Screening mammography is safer than previously thought, suggests a large study that determined women receive about 30 percent less radiation during the test than assumed. The research is being presented at the 57th Annual Meeting of the American Association of Physicists in Medicine (AAPM).

"Our findings suggest that the harms of screening mammography are smaller than perceived by a significant amount and its efficacy therefore is that much greater," said Andrew Hernandez, BS, a PhD candidate in biomedical engineering at the University of California Davis. "Our large study confirms smaller studies that found the levels of radiation women receive during screening mammography are overestimated."

The breast is composed of skin, fat and glandular tissue. Because the latter is at greatest risk of being damaged by radiation, current methods in mammography focus on the radiation dose deposited only to the glandular tissue. But these methods assume that the breast is composed of a uniform mixture of glandular and fat tissue. Previous studies (one based on computer models and one based on 20 patients) found the glandular tissue is not distributed uniformly throughout the breast, leading to an overestimation of the radiation dose to the breast.

The new study used a comprehensive model of breast anatomy based upon computed tomography (CT) exams of 219 women representing a large population average over a range of breast density, age, ethnicity, and size to determine how the glandular tissue is distributed throughout the breast. The study concluded that the radiation dose is overestimated by 25-35 percent.

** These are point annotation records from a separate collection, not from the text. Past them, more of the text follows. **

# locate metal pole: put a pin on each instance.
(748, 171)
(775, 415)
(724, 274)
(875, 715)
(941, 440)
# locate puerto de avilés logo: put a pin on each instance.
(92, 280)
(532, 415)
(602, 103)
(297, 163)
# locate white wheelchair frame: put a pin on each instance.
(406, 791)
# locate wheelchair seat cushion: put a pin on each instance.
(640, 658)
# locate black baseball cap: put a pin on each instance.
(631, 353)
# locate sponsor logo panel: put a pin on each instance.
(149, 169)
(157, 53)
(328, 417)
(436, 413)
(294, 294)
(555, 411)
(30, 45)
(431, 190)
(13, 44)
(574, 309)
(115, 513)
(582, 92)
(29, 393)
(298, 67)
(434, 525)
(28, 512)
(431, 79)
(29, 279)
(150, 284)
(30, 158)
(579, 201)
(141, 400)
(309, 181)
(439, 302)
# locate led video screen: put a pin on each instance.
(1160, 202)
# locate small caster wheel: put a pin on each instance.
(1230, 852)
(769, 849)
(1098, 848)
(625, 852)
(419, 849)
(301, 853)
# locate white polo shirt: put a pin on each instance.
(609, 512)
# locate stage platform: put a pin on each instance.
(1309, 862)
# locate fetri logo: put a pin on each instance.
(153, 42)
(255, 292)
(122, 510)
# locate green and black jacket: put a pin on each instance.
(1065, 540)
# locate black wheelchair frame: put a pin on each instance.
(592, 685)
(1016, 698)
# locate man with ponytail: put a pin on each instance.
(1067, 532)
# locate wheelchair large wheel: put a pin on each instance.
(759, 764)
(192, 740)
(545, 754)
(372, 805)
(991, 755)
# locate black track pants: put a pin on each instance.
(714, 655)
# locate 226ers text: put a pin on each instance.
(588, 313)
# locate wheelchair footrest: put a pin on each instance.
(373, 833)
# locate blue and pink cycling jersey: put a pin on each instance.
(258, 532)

Because the amount and distribution of glandular tissue varies from breast to breast, some women could receive 20 percent less radiation than thought, while others could receive 40 percent less, said Hernandez.

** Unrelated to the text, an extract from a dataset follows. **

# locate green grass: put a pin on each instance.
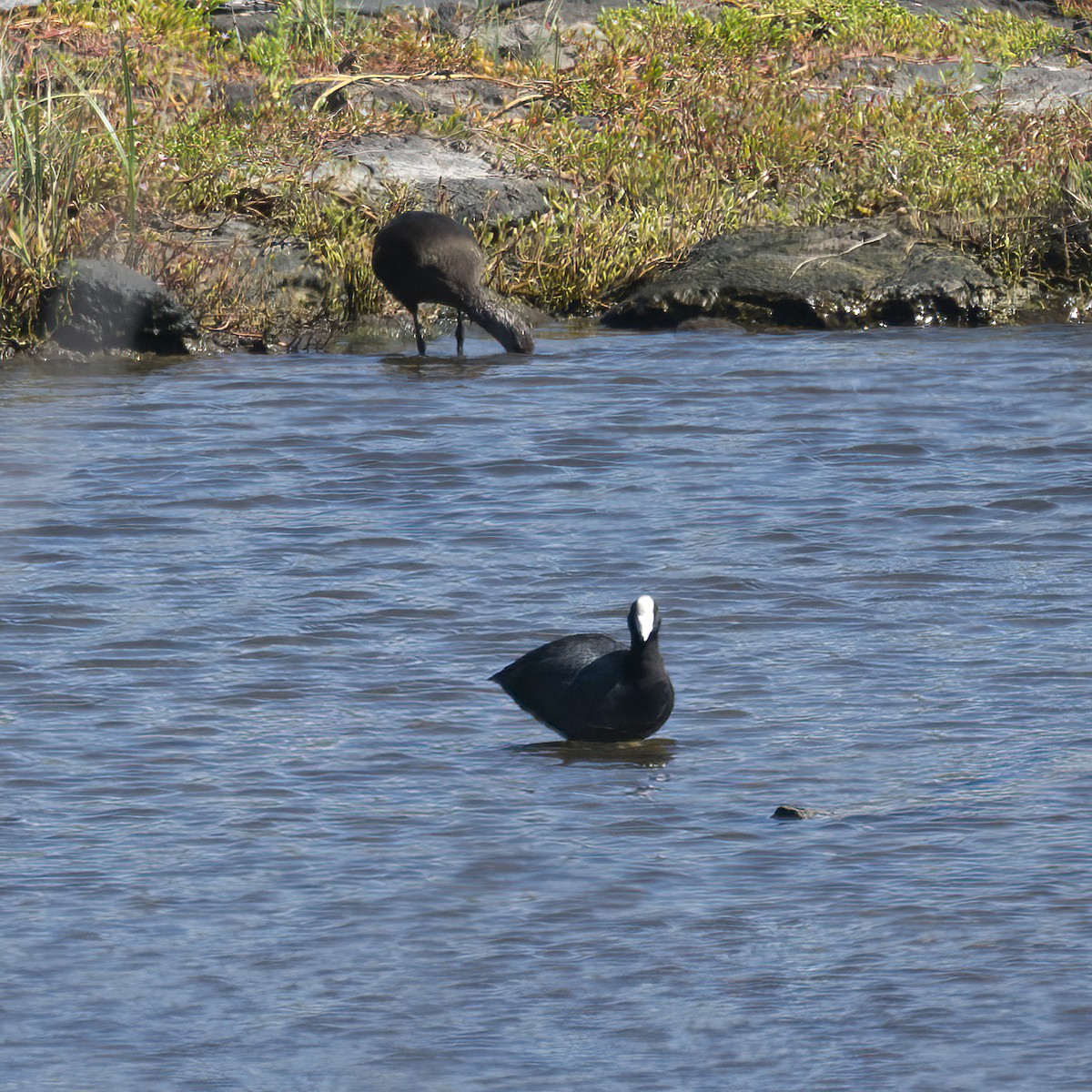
(672, 126)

Currently, there is disagreement regarding when mammography screening for breast cancer should begin in women at average risk for the disease, and how often it should occur. While the American Cancer Society recommends yearly screening beginning at age 40, the U.S. Preventive Services Task Force recommends waiting until age 50, and then screening every other year. Both groups recommend earlier screening in women at increased risk for breast cancer.

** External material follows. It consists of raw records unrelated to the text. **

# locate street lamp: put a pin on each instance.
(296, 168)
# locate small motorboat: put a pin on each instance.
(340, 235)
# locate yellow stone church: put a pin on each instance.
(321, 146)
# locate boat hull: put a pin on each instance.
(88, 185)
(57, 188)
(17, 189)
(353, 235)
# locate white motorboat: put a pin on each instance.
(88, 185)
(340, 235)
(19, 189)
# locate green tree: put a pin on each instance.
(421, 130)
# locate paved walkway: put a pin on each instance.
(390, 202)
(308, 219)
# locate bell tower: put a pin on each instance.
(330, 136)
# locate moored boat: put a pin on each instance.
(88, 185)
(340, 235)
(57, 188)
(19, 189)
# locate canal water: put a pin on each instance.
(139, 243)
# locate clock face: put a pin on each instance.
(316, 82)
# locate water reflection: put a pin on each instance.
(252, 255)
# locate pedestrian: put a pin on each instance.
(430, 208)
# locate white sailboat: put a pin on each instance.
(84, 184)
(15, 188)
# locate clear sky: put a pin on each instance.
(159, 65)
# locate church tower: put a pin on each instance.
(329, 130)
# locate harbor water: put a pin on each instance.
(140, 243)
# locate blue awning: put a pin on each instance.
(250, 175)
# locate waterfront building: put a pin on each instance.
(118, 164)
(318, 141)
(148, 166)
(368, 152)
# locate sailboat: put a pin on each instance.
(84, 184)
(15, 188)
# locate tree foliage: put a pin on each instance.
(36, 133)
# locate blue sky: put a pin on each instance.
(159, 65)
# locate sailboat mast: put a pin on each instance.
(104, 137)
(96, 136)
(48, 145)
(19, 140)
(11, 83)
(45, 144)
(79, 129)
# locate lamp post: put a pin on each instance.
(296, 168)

"The decision to screen is a computation based both on benefit and risk. We know what the benefits are, and our research now suggests that the risk of developing cancer from screening mammography is 30 percent lower than previously thought," said Hernandez. "The next step is to update the radiation dose methods relevant to mammography to reflect the real distribution of glandular tissue."

In addition to Hernandez, collaborators on the study being presented at AAPM are: J.M. Boone, and J.A. Seibert.